Quelques mardis en novembre, suite…

Ce n’est plus demain, c’est aujourd’hui et sur le chemin de la gare j’ai compris que la ville m’attendait gueule grande ouverte. Quand elle est partie, quand elle est montée dans ce wagon, quand je n’ai plus vu son visage que comme un point à la ligne, je me suis retrouvé seul.

          Et j’ai tremblé à nouveau.     

       C’était une solitude si vraie, si dure, si sonore, qu’on pouvait presque l’entendre s’installer. Elle était à couper au couteau. Derrière les faux horizons rougeâtres que les derniers jours d’automne laissaient négligemment traîner, il y avait la lueur blafarde d’une ville en pleine vengeance contre ceux qui auraient voulu l’habiller de rêves.

       A chaque coin de rue, sous chaque porche d’immeuble, croupissait un passé brumeux, mon passé. Il devenait de plus en plus lointain, il avait de plus en plus les couleurs du mensonge. Le mensonge d’une ville que j’avais cru apprivoiser. Aujourd’hui je suis seul et je marche dans la grande rue. Aujourd’hui je suis seul et je retrouve la grisaille.

       Héléna est partie. Aujourd’hui je l’attends déjà, et je garde dans la main cette lettre qu’elle m’a donnée, juste avant de partir.                      

       C’est une lettre d’amour, une belle lettre d’amour. C’est aussi une lettre de départ, une lettre où l’on se souvient du hier pour mieux se préparer aux durs lendemains. Je l’ai beaucoup trop lue.  Je l’ai déjà assimilée et me prépare à lui chercher des sens cachés.

       Je cherche une apparence à me donner pour entrer dans cette nouvelle tranche de vie. Je pourrais choisir les artifices de la tristesse. Je pourrais continuer à sourire à ce qui me reste d’elle :  cette dernière lettre provisoire qui entrera chaque jour davantage dans le monde des écritures stylistiques qu’on lit pour se muscler l’œil plus que pour s’oxygéner le cœur. Je pourrais choisir le confort apporté par la force tranquille de celui qui joue l’indifférent par frime ou par habitude. Je n’ai même pas besoin de me fabriquer un personnage, je n’ai rien besoin de choisir.

       Héléna m’a quitté et la ville m’a repris. La ville et son souffle d’agonie qui n’en finit pas de se terminer. Mes yeux ne sont plus ouverts, ils ne m’appartiennent plus. Dehors ils se déchirent contre une lumière si dure qu’on la croirait métallique. Mes rétines deviennent des écrans fantastiques où se projettent des images sans couleurs, des cris, des odeurs humides et poisseuses. Des odeurs d’hommes qui prient sur les cadavres de leurs fils.

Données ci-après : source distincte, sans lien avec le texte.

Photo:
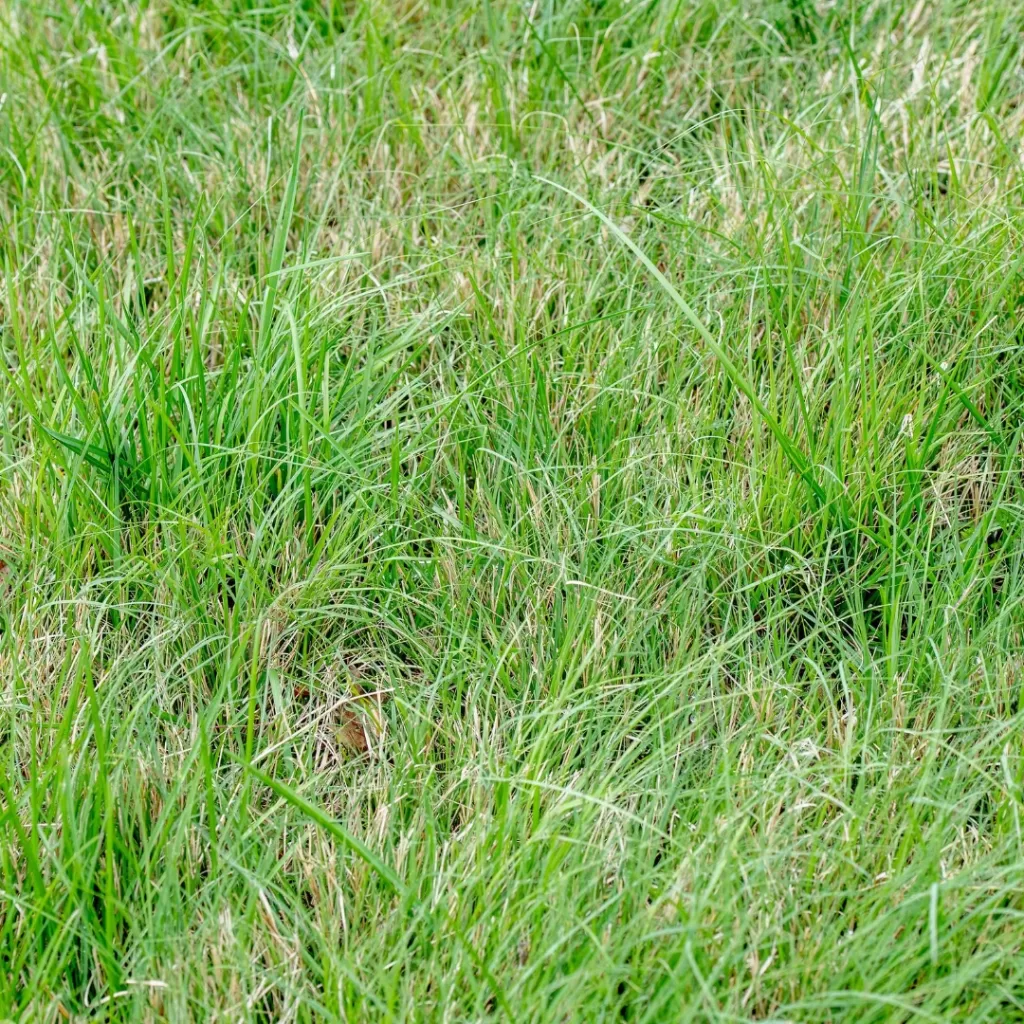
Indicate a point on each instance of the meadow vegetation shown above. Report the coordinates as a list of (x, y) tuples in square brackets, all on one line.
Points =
[(511, 510)]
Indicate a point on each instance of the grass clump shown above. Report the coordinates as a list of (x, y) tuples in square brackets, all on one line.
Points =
[(511, 511)]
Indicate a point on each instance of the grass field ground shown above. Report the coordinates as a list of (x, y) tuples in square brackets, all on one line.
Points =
[(511, 511)]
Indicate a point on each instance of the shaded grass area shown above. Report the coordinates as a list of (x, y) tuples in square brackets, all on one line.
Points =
[(511, 511)]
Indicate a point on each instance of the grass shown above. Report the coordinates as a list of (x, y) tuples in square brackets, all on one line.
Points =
[(511, 511)]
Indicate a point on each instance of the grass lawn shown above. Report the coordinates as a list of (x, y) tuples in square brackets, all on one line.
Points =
[(511, 510)]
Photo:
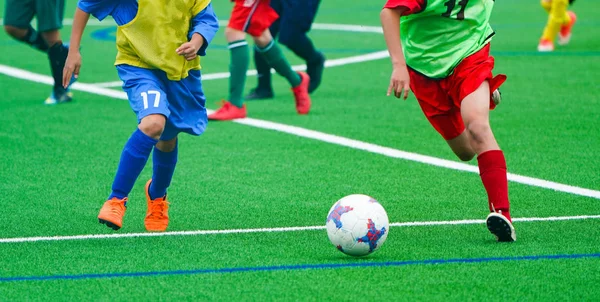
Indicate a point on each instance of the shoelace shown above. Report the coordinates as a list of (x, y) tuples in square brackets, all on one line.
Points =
[(224, 106), (157, 209), (117, 205)]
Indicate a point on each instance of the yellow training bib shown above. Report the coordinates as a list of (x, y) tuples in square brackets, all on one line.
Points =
[(151, 38)]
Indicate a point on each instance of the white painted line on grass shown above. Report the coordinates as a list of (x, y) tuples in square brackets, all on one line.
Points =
[(328, 138), (274, 230)]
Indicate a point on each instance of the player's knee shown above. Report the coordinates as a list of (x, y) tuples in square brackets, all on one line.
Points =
[(287, 38), (153, 125), (264, 39), (465, 156), (15, 32), (479, 131), (232, 34)]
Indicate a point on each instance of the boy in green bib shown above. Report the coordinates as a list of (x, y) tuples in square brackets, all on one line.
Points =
[(440, 50)]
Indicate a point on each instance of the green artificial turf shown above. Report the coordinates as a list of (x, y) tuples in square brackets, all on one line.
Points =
[(58, 163)]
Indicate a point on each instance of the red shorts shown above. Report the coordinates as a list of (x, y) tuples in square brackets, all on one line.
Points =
[(440, 99), (252, 16)]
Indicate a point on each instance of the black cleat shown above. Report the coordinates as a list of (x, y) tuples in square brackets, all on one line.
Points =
[(500, 227), (315, 72), (259, 94)]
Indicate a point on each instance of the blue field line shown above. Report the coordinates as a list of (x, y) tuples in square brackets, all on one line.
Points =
[(296, 267)]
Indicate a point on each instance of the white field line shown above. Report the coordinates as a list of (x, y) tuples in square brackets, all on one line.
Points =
[(329, 63), (274, 230), (328, 138)]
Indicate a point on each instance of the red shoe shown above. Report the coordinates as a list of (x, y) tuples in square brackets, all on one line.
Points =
[(112, 212), (228, 112), (545, 46), (564, 36), (157, 214), (301, 94), (501, 227)]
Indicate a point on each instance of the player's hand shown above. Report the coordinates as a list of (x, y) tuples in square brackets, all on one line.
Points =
[(189, 50), (399, 82), (72, 66)]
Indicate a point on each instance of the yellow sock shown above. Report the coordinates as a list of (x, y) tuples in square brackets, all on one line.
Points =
[(558, 17), (547, 5)]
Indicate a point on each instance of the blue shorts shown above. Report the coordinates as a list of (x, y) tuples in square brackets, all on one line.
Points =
[(295, 18), (181, 102)]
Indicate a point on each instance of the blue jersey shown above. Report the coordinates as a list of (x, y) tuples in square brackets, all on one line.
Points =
[(149, 90)]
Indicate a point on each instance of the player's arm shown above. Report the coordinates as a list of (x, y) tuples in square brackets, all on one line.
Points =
[(204, 28), (390, 21), (73, 63)]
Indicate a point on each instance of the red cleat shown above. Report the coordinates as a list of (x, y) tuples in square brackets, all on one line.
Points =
[(228, 112), (545, 46), (301, 94), (564, 36)]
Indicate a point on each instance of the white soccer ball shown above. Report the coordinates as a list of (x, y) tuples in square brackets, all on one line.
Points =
[(357, 225)]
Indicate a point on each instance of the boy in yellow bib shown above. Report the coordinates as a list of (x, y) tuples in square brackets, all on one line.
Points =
[(560, 22), (159, 43)]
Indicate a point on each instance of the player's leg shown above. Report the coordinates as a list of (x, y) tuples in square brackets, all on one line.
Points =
[(17, 18), (264, 89), (238, 65), (299, 81), (148, 100), (188, 114), (164, 160), (492, 165), (50, 14), (296, 20), (240, 22), (558, 19)]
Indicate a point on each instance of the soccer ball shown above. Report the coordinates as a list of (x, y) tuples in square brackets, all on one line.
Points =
[(357, 225)]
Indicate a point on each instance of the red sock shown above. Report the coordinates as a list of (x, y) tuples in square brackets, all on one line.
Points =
[(492, 169)]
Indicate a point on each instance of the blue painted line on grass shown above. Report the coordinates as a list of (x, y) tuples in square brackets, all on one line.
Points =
[(296, 267)]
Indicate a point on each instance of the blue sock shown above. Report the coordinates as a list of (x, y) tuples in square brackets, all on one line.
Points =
[(133, 159), (162, 173)]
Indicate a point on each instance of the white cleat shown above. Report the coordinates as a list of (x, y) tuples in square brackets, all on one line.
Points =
[(496, 97), (545, 46), (500, 227)]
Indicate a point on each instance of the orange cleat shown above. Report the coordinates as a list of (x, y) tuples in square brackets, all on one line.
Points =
[(301, 94), (228, 112), (157, 215), (112, 212), (564, 36), (545, 46)]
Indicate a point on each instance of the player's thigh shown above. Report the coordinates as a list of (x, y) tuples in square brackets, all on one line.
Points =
[(470, 74), (461, 146), (145, 91), (187, 105), (252, 16), (297, 16), (49, 14), (437, 106), (19, 13), (476, 107)]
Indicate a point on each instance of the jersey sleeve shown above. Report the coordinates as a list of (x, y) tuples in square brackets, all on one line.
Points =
[(98, 8), (205, 24), (413, 6)]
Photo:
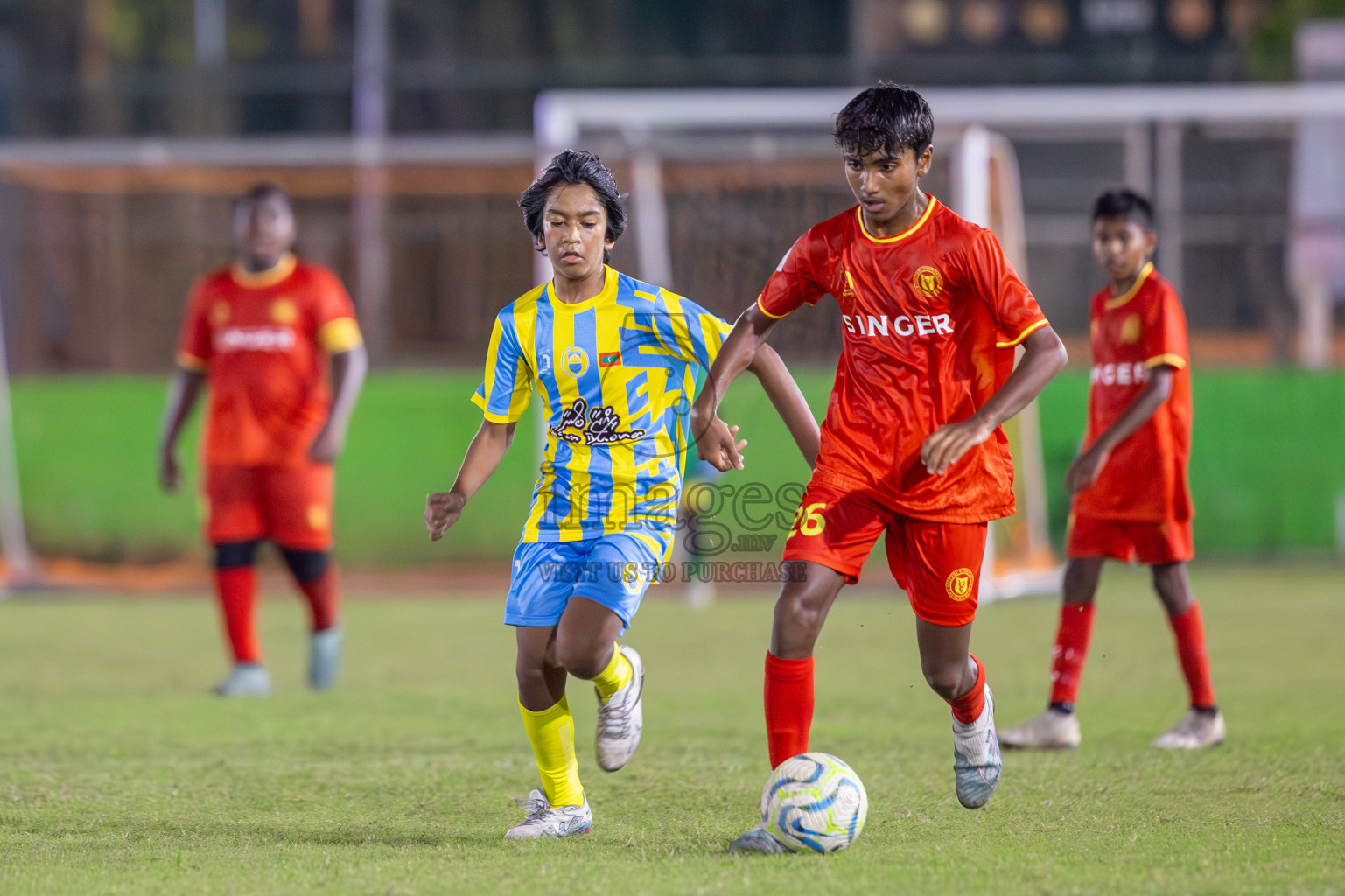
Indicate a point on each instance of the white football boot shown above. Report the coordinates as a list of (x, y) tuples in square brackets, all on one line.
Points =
[(325, 657), (976, 756), (1052, 730), (1194, 731), (621, 718), (247, 680), (545, 820)]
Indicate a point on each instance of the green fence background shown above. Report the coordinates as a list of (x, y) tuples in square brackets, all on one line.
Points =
[(1266, 472)]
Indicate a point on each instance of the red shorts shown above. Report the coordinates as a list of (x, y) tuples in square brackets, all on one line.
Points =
[(1150, 543), (936, 564), (290, 505)]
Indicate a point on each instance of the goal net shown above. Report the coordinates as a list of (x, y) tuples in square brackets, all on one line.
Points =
[(711, 220)]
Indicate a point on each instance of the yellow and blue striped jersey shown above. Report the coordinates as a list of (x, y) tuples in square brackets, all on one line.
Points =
[(618, 373)]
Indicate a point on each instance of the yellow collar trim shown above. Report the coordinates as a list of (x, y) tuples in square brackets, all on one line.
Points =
[(858, 212), (1134, 288), (608, 290), (261, 279)]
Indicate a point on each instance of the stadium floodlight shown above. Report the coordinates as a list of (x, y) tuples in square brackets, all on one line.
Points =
[(650, 128), (1149, 122)]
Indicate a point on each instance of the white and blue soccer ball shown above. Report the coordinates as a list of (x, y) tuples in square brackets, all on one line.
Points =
[(814, 802)]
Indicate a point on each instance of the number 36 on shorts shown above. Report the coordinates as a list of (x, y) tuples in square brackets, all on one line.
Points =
[(807, 520)]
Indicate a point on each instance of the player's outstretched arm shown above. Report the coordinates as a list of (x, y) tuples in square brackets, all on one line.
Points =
[(1083, 472), (1044, 355), (483, 456), (714, 442), (348, 370), (788, 401), (183, 390)]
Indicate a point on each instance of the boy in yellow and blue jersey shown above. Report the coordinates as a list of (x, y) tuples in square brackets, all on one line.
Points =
[(616, 362)]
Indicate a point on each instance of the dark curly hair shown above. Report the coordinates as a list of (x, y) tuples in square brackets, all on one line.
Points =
[(261, 192), (886, 119), (1124, 203), (573, 165)]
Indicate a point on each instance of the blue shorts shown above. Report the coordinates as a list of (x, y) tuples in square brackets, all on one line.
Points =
[(613, 570)]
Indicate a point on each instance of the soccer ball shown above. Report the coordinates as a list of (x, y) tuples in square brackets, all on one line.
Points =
[(814, 802)]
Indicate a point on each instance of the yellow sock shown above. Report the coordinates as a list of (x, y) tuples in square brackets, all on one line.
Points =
[(615, 677), (551, 735)]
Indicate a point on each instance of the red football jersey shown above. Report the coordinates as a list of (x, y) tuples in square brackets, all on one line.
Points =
[(931, 320), (1145, 477), (261, 340)]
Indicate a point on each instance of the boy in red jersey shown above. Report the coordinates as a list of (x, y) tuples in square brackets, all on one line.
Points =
[(261, 332), (911, 444), (1131, 500)]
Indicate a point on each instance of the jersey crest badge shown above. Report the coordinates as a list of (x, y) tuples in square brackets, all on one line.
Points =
[(283, 311), (927, 282), (575, 360), (1130, 330), (959, 584)]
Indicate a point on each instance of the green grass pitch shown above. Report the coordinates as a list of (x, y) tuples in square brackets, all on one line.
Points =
[(120, 775)]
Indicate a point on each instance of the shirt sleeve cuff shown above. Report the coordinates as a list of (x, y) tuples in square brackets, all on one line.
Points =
[(490, 416), (1028, 332), (1169, 360), (767, 312), (190, 362), (340, 335)]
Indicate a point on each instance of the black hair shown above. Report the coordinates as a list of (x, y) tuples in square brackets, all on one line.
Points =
[(573, 165), (886, 119), (260, 192), (1124, 203)]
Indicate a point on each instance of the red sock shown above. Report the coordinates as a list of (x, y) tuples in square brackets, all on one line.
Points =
[(970, 705), (1067, 661), (237, 592), (1189, 628), (788, 706), (323, 598)]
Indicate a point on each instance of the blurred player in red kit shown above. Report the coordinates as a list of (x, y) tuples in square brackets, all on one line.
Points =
[(263, 334), (911, 444), (1131, 500)]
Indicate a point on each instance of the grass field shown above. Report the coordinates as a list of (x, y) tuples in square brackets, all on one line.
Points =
[(120, 775)]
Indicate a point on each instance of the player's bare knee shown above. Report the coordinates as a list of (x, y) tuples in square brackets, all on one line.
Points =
[(946, 680), (801, 613)]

       De ma bouche, les rares sons qui sortent sont orphelins des mots qui auraient vu le jour à quelques Héléna d’ici. Ma bouche n’est faite que pour aimer, ou bien haïr. Aujourd’hui elle refuse de s’ouvrir, si ce n’est pour remplir ses rares missions alimentaires.

       Mon corps tout entier est une corde qui vibre. Il souffre toujours plus, à chaque fois qu’un spécimen du genre humain me croise et me toise de sa hauteur aseptisée. Aujourd’hui, les autres, je ne les ignore plus, au contraire je les utilise,  je les associe à cette douleur dont je les veux complices.

       Héléna est partie depuis trois jours et je me dis qu’elle m’a oublié. Peut‑être est-ce mieux ainsi. Peut‑être serions-nous devenus médiocres. Peut‑être nous serions nous forcer à nous ressembler l’un l’autre. Peut‑être que l’habitude n’est qu’une banale variante de l’amour, sans déclinaisons d’imprévus ni de souffrances. Quand on s’aime sans souffrir, on s’entoure le cœur d’une chape de coton qui ne pourra qu’étouffer tous les excès, qu’ils soient de mots ou de regards. Les histoires d’amour qui déroulent leur passion sur de longues étapes de plat ne peuvent se terminer que par un sprint massif du peloton groupé, où tout le monde ressemble à tout le monde. Quant à moi, je préfère les longues échappées solitaires, dans les étapes de montagne, où la joie de l’arrivée se mêle toujours harmonieusement à la souffrance.